Studierendenschaften unterstützen Vorhaben

Auf einen Unterstützter jedoch kann die Operation Libero sicher zählen: Auf den Verband der Schweizer Studierendenschaften (VSS). «Die Delegierten unseres Verbandes haben unterschiedliche politische Haltungen. Aber in dieser Frage sind wir uns alle einig: Die junge Generation braucht dringend eine Lösung der Europa-Frage. Darum stehen wir hinter dieser Initiative», sagt Vorstandsmitglied Maxime Barthassat. Für den VSS steht dabei das Austauschprogramm Erasmus im Vordergrund.
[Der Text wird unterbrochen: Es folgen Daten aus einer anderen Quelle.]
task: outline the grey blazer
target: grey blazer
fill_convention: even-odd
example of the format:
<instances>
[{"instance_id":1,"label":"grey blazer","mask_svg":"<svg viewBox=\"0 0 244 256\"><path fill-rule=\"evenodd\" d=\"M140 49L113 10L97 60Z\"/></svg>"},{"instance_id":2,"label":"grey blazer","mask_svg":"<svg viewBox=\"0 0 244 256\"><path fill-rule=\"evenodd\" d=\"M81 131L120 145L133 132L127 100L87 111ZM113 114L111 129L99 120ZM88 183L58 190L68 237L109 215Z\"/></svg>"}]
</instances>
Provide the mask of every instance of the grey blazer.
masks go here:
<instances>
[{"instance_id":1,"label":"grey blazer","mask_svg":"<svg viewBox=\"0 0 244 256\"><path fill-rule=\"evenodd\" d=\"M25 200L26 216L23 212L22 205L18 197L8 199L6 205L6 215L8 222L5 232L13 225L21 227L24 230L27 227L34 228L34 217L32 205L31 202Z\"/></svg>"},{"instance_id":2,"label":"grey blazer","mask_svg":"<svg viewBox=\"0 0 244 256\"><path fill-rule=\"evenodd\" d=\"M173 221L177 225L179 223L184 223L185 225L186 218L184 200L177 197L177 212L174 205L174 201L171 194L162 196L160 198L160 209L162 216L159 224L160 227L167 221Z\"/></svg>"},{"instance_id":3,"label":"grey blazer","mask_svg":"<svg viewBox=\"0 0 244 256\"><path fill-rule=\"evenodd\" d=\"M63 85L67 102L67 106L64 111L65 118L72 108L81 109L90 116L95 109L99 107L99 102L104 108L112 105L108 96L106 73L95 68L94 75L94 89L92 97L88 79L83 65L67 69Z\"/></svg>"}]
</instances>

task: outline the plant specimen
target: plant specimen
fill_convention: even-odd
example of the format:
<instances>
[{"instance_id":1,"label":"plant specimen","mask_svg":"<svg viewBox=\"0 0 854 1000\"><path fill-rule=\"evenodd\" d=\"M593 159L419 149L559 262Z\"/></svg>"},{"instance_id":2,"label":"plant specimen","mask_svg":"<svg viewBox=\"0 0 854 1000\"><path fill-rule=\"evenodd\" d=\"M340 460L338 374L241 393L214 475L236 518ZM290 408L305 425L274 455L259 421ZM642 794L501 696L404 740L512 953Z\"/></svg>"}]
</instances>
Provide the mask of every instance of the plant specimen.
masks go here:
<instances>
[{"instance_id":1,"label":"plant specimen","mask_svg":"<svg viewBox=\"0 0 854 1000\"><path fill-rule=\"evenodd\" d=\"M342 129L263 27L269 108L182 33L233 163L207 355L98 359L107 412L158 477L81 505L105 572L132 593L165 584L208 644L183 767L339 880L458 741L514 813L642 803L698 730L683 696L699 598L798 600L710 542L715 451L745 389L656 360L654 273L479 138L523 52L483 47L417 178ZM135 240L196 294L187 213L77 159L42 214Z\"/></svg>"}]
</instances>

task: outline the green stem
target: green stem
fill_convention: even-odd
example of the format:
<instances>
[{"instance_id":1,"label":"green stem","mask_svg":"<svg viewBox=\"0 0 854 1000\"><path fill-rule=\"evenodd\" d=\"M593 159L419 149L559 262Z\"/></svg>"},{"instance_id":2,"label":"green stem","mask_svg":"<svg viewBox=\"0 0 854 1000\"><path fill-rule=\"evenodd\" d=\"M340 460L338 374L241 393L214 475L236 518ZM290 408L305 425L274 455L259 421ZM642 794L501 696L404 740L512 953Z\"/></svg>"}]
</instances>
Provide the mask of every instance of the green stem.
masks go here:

«Wir haben keinen Zugang mehr zum Erasmus-Programm. Das heisst, dass es für Schweizer Studierende viel teurer ist, ein Auslandsemester zu absolvieren, als noch vor wenigen Jahren.» Mit der Folge, dass sich nur noch privilegierte Studierende so etwas leisten könnten.

An Selbstbewusstsein fehlt es den Studenten jedenfalls nicht. «Wir vertreten 120 000 Studierende. Wir haben an verschiedenen Universitäten bereits Gruppen, die bereit und motiviert sind, die nötigen Unterschriften zu sammeln», so VSS-Vorstand Barthassat.